#!/usr/bin/env python
# coding: utf-8

# # Recipes for processing Twitter data with jq
# This notebook is a companion to [Getting Started Working with Twitter Data Using jq](http://nbviewer.jupyter.org/github/gwu-libraries/notebooks/blob/master/20160407-twitter-analysis-with-jq/Working-with-twitter-using-jq.ipynb). It focuses on recipes that the [Social Feed Manager](http://gwu-libraries.github.io/sfm-ui/) team has used when preparing datasets of tweets for researchers.
# 
# We will continue to add additional recipes to this notebook. If you have any suggestions, please [contact us](http://gwu-libraries.github.io/sfm-ui/contact).
# 
# This notebook requires at least [jq](https://stedolan.github.io/jq/) 1.5. Note that only earlier versions may be available from your package manager; manual installation may be necessary.
# 
# These recipes can be used with any data source that outputs tweets as line-oriented JSON. Within the context of SFM, this is usually the output of [twitter_rest_warc_iter.py or twitter_stream_warc_iter.py](http://sfm.readthedocs.io/en/latest/processing.html#warc-iterators) within a [processing container](http://sfm.readthedocs.io/en/latest/processing.html#processing-in-container). Alternatively, [Twarc](https://github.com/DocNow/twarc) is a commandline tool for retrieving data from the Twitter API that outputs tweets as line-oriented JSON.
# 
# For the purposes of this notebook, we will use a line-oriented JSON file that was created using Twarc. It contains the user timeline of @SocialFeedMgr. The command used to produce this file was `twarc.py --timeline socialfeedmgr > tweets.json`.
# 
# For an explanation of the fields in a tweet see the [Tweet Field Guide](https://dev.twitter.com/overview/api/tweets).
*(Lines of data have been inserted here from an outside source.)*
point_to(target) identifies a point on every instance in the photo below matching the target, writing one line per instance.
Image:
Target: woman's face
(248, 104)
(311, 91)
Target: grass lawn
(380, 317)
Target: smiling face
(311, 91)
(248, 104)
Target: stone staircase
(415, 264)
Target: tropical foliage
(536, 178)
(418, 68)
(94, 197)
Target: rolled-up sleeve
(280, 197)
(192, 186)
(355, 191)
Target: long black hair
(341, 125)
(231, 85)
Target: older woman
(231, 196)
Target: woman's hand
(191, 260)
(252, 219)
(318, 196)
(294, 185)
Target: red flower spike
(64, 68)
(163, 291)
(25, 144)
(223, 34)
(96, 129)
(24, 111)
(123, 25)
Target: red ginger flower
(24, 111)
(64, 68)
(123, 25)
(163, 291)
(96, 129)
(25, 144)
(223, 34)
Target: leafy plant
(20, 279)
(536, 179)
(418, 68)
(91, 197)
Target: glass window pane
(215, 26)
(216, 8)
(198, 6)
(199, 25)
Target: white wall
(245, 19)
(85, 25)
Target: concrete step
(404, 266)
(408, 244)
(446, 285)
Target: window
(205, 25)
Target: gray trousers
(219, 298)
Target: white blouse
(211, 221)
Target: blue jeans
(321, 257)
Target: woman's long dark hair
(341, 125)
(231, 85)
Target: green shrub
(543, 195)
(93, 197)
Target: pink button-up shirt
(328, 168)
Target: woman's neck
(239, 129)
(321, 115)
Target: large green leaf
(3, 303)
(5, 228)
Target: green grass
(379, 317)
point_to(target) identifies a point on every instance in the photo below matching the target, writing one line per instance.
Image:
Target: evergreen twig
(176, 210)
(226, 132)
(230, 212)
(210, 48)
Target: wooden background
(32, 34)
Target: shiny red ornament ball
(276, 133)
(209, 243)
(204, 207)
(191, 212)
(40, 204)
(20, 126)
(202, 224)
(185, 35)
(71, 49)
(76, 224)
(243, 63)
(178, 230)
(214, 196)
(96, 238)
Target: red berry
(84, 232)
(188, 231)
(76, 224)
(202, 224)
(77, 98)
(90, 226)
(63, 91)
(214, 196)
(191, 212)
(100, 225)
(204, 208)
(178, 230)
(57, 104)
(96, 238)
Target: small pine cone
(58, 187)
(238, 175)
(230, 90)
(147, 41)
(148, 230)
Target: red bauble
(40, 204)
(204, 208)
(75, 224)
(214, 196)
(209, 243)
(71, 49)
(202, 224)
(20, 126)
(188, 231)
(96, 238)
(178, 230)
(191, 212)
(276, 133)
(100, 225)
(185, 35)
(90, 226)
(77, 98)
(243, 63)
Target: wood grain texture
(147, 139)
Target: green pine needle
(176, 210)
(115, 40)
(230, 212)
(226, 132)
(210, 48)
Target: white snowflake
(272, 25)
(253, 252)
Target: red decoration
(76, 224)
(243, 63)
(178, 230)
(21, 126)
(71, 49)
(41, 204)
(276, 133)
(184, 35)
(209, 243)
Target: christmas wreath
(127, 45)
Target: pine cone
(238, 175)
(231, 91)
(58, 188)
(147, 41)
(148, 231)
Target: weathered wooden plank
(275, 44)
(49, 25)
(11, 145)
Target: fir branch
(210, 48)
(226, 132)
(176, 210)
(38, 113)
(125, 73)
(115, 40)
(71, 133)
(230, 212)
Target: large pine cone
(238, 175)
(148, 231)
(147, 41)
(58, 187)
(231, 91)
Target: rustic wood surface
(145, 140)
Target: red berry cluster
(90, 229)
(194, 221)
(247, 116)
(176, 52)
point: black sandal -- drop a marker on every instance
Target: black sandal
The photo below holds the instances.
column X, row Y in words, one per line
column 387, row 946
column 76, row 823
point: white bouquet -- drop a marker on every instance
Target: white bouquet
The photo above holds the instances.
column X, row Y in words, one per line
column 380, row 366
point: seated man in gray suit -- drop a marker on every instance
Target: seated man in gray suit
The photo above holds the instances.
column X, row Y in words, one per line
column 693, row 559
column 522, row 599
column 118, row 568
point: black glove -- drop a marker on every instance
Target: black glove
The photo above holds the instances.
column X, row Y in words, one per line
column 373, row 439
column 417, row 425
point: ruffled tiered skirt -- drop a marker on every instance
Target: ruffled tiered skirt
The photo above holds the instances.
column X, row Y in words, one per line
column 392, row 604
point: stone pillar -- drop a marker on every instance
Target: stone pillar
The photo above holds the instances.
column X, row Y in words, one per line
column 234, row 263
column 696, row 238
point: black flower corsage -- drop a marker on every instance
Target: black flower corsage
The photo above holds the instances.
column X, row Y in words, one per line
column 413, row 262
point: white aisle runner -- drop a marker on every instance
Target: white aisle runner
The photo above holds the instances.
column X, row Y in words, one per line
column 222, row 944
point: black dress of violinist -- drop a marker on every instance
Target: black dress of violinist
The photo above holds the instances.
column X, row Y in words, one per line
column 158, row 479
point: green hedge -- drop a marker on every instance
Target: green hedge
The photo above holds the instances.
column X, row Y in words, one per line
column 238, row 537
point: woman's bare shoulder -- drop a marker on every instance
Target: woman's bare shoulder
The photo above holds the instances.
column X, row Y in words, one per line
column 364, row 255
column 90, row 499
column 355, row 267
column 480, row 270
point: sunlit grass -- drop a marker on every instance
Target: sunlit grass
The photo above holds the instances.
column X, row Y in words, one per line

For other helpful tweet processing utilities, see [twarc utils](https://github.com/DocNow/twarc/tree/master/utils).
# 
# For the sake of brevity, some of the examples may only output a subset of the tweets fields and/or a subset of the tweets contained in `tweets.json`. The following example outputs the tweet id and text of all of the first 5 tweets.
# 

# In[1]:


get_ipython().system("head -n5 tweets.json | jq -c '[.id_str, .text]'")


# ## Dates
# For both filtering and output, it is often necessary to parse and/or normalize the `created_at` date. The following shows the original `created_at` date and the date as an ISO 8601 date.

# In[2]:


get_ipython().system('head -n5 tweets.json | jq -c \'[.created_at, .created_at | strptime("%A %B %d %T %z %Y") | todate]\'')


# ## Filtering

# ### Filtering text
# #### Case sensitive

# In[3]:


get_ipython().system('cat tweets.json | jq -c \'select(.text | contains("blog")) | [.id_str, .text]\'')


# In[4]:


get_ipython().system('cat tweets.json | jq -c \'select(.text | contains("BLOG")) | [.id_str, .text]\'')


# #### Case insensitive
# To ignore case, use a [regular expression filter](https://stedolan.github.io/jq/manual/#RegularexpressionsPCRE) with the case-insensitive flag.

# In[5]:


get_ipython().system('cat tweets.json | jq -c \'select(.text | test("BLog"; "i")) | [.id_str, .text]\'')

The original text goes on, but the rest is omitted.